This collection contains 40 texts and images, including:
1870 Poems First Edition text
Scholarly Commentary
Introduction
Though regularly (and understandably) criticized for its mannered Petrarchanism (“too labored and artificial”, in Baum's phrasing: The House of Life, 77 ), the sonnet appears to arrange itself as an argument for the realization of an Ideal love experience. The work makes an elaborate display of its artifices and allegorical forms, but it uses them as indices of “the superficial pleasures of love” ( The House of Life, 77 ) and “frivolous or self-seeking views of love” (see WMR, DGR as Designer and Writer, 189 ). In mounting its criticism of those impoverished forms of love, the sonnet necessarily turns its own artificialities into signs of an imaginative shortfall. Against such failures the sonnet sets up a momentary monument to an alternative and higher order of imagination. This comes in the eleventh line, upon which the entire sonnet is made to pivot.
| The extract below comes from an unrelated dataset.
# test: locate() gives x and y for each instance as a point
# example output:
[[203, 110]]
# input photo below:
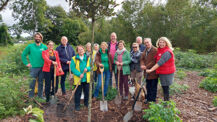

In a characteristic Rossettian move, DGR works the word “unimagined” so that it will be taken to mean both “not imagined” (i.e., real) and “beyond imagination” (i.e., transcendental, Ideal). This exquisite effect seems meant to recall, and replicate, the final line of “Nuptial Sleep”, when a similar experience of a realized Ideal form is recorded.
Textual History: Composition
The date of composition is July 1869, as we know from the manuscript of the poem DGR sent in a letter to William Bell Scott. Peattie gives the date “Before mid-autumn 1869” (see Peattie, Letters of William Michael Rossetti, 6 ), and Baum follows Tisdel in the conjectural date of “?1853-1862” (see Baum, The House of Life, 77 ).
Textual History: Revision
The text goes unrevised after its appearance in the 1870 Poems, and only one substantive change was made earlier. Besides the copy sent to Scott, there is a later corrected copy in the Fitzwilliam composite “House of Life” manuscript.
Printing History
First printed in mid-August 1869 as part of the Penkill Proofs, the sonnet remained in all proof stages and was published in the 1870 Poems and thereafter. It is The House of Life Sonnet VII in the 1870 volume, and Sonnet VIII in 1881.
Literary
The sonnet is highly literary, working off the concettistic manner of the Petrarchan tradition. The quasi-allegorical figures appearing throughout the poem are generally treated as second-order images of an imagination that is “anhungered of” higher order realities.
Autobiographical
Line 13 seems to be an oblique reference to Elizabeth Siddal's pale eyes, here seen as shadowed from their flat greenish blue (which is how WMR described them: see WMR, Memoir I, 171 ) into grey. The shadowing is used throughout the sequence as a figura of death. (Jane Morris had dark eyes.)